February 23, 2004
By John Eckberg
The Cincinnati Enquirer
The globalization of labor transformed U.S. manufacturing in the 1990s, and now it is changing how multinational giants manage service, customer relationships, data entry and other corporate functions.
While a company might once have moved to a Southern state, where labor was abundant and cheap, firms now give birth to divisions half a world away in Malaysia, Ireland, India or Russia.
What's left in the minds of many workers is one searing question: Is my job next?
Known as business process outsourcing or simply off shoring, the trend is a global economic force that is growing and will keep growing through 2015, local and national experts say.
"Cost savings is not the only advantage," said Ramesh Kusre, a consultant in global outsourcing strategies who maintains an office in Liberty Township and has worked with companies that want to locate divisions in India.
"You can also look at reduced time to market, improved processes, access to a highly skilled resource pool and in some cases access to new markets," Kusre said.
Critics say the result of off shoring is clear, particularly in English-speaking nations such as India, where workers are paid a 10th of what they would earn in the United States or Britain. Blue-collar American workers - and increasingly white-collar workers - lose jobs.
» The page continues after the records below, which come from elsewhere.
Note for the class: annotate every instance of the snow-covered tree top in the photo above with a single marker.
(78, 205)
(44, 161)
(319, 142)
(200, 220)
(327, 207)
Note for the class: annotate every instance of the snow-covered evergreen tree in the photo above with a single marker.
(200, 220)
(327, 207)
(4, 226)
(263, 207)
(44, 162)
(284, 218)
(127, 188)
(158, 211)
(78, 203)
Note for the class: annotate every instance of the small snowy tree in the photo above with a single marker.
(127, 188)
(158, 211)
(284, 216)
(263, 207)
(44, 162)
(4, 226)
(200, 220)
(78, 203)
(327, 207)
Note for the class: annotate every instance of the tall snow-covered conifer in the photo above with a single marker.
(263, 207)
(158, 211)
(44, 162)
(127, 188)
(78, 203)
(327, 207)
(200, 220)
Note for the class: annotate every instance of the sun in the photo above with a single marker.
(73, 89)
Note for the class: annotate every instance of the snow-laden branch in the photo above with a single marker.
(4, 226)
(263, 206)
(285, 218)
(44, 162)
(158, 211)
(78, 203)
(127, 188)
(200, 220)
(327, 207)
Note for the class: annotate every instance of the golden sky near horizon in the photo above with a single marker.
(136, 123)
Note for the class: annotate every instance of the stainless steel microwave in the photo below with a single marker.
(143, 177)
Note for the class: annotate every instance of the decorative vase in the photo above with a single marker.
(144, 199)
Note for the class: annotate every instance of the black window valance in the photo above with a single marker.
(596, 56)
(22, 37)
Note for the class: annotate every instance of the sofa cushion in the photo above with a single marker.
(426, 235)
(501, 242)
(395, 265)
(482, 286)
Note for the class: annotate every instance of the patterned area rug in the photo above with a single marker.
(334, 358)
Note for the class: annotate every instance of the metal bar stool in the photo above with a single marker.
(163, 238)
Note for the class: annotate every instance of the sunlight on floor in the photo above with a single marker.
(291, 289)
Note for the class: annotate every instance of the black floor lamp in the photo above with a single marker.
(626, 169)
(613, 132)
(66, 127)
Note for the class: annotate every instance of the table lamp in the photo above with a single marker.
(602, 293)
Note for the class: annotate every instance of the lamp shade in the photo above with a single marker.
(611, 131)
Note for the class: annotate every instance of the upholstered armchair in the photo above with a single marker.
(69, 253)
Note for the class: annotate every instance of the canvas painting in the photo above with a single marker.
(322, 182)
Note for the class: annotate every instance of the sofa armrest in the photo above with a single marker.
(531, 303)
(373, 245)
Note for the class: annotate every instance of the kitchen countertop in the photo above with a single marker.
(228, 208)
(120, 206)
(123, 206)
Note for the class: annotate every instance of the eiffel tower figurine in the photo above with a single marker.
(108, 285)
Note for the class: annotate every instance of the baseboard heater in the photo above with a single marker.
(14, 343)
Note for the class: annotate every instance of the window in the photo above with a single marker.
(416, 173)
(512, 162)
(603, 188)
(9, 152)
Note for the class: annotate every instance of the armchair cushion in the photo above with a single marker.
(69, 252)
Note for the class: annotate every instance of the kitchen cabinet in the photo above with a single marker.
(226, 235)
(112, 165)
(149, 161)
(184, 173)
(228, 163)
Cost control led goliath General Electric to create a call center for in-house technical questions in Bombay, India, said Rick Kennedy, manager of media relations for GE Aircraft Engines, and the company is outsourcing elsewhere as well.
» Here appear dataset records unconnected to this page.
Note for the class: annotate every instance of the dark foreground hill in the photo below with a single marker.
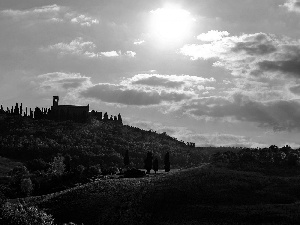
(94, 142)
(203, 195)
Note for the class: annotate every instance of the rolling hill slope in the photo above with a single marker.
(206, 195)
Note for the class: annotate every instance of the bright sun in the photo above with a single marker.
(170, 24)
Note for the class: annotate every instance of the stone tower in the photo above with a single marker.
(55, 101)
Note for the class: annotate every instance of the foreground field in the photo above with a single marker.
(206, 195)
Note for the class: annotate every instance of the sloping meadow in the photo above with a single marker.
(207, 195)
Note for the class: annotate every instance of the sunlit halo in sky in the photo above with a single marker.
(170, 24)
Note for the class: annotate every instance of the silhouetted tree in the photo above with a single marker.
(155, 165)
(105, 116)
(148, 162)
(120, 119)
(126, 158)
(167, 162)
(26, 186)
(67, 162)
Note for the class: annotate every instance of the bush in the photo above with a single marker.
(26, 186)
(19, 214)
(134, 173)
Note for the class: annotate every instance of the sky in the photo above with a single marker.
(217, 73)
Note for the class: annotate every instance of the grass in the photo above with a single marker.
(204, 195)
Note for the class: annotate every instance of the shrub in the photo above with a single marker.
(26, 186)
(20, 214)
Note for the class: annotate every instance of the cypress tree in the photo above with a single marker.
(155, 165)
(167, 162)
(148, 162)
(126, 158)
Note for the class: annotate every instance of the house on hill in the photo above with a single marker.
(66, 112)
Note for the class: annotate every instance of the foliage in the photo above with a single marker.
(155, 165)
(167, 162)
(59, 155)
(19, 214)
(206, 195)
(26, 186)
(58, 166)
(126, 158)
(148, 161)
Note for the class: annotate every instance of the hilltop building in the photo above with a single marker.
(61, 113)
(72, 112)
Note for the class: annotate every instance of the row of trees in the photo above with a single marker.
(149, 162)
(285, 156)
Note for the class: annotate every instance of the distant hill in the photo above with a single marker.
(203, 195)
(94, 142)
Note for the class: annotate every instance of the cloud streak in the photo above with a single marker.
(51, 13)
(86, 49)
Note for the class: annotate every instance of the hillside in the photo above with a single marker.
(60, 155)
(206, 195)
(95, 142)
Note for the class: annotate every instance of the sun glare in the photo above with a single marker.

"We've sold $3 billion worth of engines to China in the last five years," Kennedy said. "As part of that relationship, we have begun sourcing some components on engines to manufacturers in China. That's driven by cost, but it's also driven by market acceptance."
Some politicians are beginning to oppose off shoring and have moved to protect government workers.
In late November, the state of Indiana pulled a $15 million contract from an Indian subsidiary of a U.S. company.
U.S. Sen. George V. Voinovich, R-Ohio, co-sponsored an amendment signed into law last month by President Bush that prevented certain federal contracts awarded to private-sector bidders from being directed to off-shore divisions.
The issue has resonated with American voters on the campaign trail in 2004, said U.S. Rep. Dennis Kucinich, D-Cleveland and a longshot Democratic candidate for the White House.
"You have to ask why is it accelerating," he said in a telephone conversation last week while headed to a Cincinnati campaign stop. Harsh Muthal, 52, the senior vice president and country head for telecom for Satyam Computer Services, an Indian technology firm that employs 12,300 worldwide, thinks that outsourcing has kept companies from insolvency.
Based in Chicago, Muthal said off shoring enables American firms to increase market share and be more competitive.
"As the American industry started growing its trade through out-sourcing, the ability of the Indian customer to buy American goods went up," he said. "Ford, GM, GE can now sell products that were beyond the reach of the 250 million in the Indian middle class.
"How much does the American economy benefit because these new markets have opened up because of a new prosperity - more people now buying the products?"
Frank R. Galuppo, vice president of market development for ABC Global Services Group, a N.J.-based telecom services and integration business, agrees. The former president of Lucent Optical Networking Group says the stakes for American industry are steep, particularly for research.
"Price pressure risks, profits and losses associated with the added expense limits any research and development," Galuppo said.
While India is the hot corner for off shoring, other nations are likely to grow in appeal. Russia, for instance, may in a decade become what India is today - and what Singapore was a decade ago.
Kennedy said large companies with an international customer base have no reason not to bring jobs to developing nations because that is where companies can achieve growth.
For GE, about two-thirds of commercial jet engines sold in the late 1980s were sold domestically. Today, half the engines produced are sold overseas. "When we outsource, it's largely connected to the market where we have won contracts," he said.
GE is not the only major local company to find a future in outsourcing.
In September, the Procter & Gamble Co. contracted with IBM for a 10-year, $400 million deal to bring almost 98,000 P&G employees services such as payroll processing, benefits administration and compensation planning.
IBM in January took over P&G's human resource center operations in Costa Rica, the Philippines and England, the fourth outsourcing deal for P&G last year.
Damon Jones, external relations manager for global business services for P&G, said it made sense for the company to consolidate overseas support operations into those three centers.
Otherwise, the company would duplicate services in about 70 countries.